Building and Installing OpenLens for Linux

·

·

Introduction

OpenLens, otherwise known as Lens Desktop Core, is the open source foundation of the semi-proprietary Lens Desktop. The application is a sort of Kubernetes browser and IDE with a GUI interface, used for configuring, deploying, and managing Kubenetes clusters, regardless of what platform they run on (OVH, Azure, Google, AWS, self-hosted, or otherwise).
 

Recent versions of Lens Desktop include some proprietary components, and require users to log in with an account on the publisher’s web site. Users of the completely open source OpenLens need no such account, and can use the software for free, but no official binaries of the open source “distribution” of the software are available. Unofficial builds of OpenLens can be found on the web and in the Linux FlatHub repository, but it is hard to determine how much one can trust them. Trust is extremely important in this case, because a malicious actor could potentially see and manipulate all data, and cause incredible damage with unfettered access to others’ infrastructure. For these reasons, we choose to build OpenLens ourselves.
 

It may be a challenge to find instructions on building OpenLens, so we wrote our own instructions for doing so here, and fortunately, the process is quite simple! 🙂
 

These instructions have been tested on Ubuntu and Fedora Linux, though they will likely work on any Linux distribution, as well as on MacOS.
 


Requirements

node v16+ (but less than version 17, as of 8 August 2023) and yarn are required to build OpenLens. I recommend installing node via nvm (Node Version Manager).

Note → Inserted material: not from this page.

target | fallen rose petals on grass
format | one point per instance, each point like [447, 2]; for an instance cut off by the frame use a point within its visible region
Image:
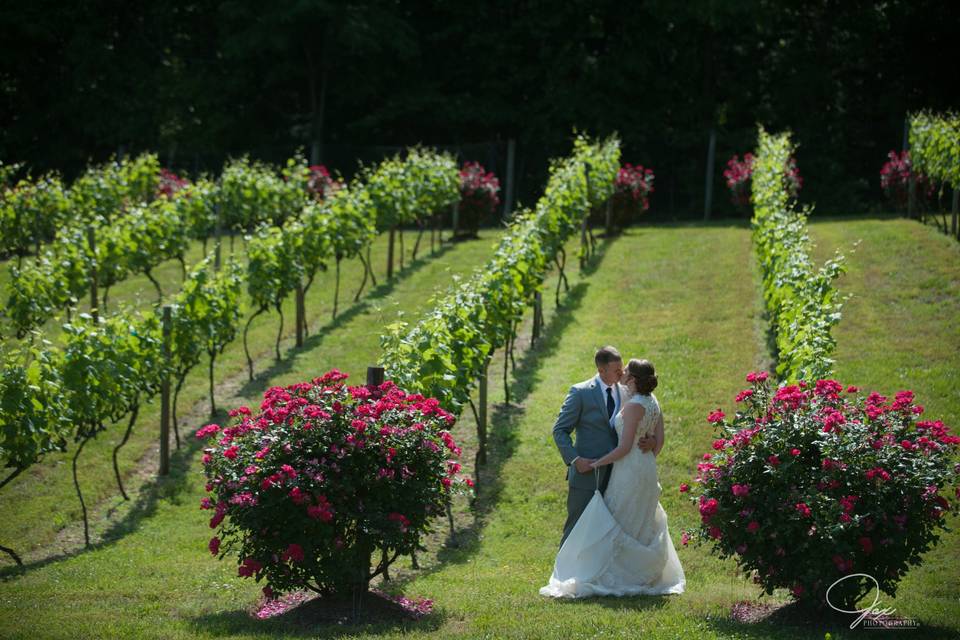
[271, 607]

curl -o- https://raw.githubusercontent.com/nvm-sh/nvm/v0.39.4/install.sh | bash
export
nvm install v16.9
nvm install yarn

Build and installation steps

git clone https://github.com/lensapp/lens.git
cd lens/
npm install
yarn run build:app


Next, I put the executable binary for OpenLens in a more suitable place to regularly run from.

sudo mkdir /opt/openlens/
sudo mv packages/open-lens/dist/OpenLens-*.AppImage /opt/openlens/openlens.AppImage
sudo chown -R your_user_name:your_user_name /opt/openlens/
chmod +x /opt/openlens/openlens.AppImage
cp packages/core/build/icon.png /opt/openlens/


Make a Gnome launcher for OpenLens

Paste the following into ~/.local/share/applications/OpenLens.desktop:

[Desktop Entry]
Comment[en_GB]=
Comment= Kubernetes Client
Exec=/opt/openlens/openlens.AppImage
GenericName[en_GB]=
GenericName=
Icon=/opt/openlens/icon.png
Name[en_GB]=OpenLens
Name=OpenLens
NoDisplay=false
Path=/opt/openlens/
StartupNotify=true
Terminal=false
TerminalOptions=
Type=Application
X-DBUS-ServiceName=
X-DBUS-StartupType=
X-KDE-SubstituteUID=false
X-KDE-Username=
MimeType=x-scheme-handler/lens;text/html;

That’s it! Now you’re ready to connect to your Kubernetes clusters and use OpenLens!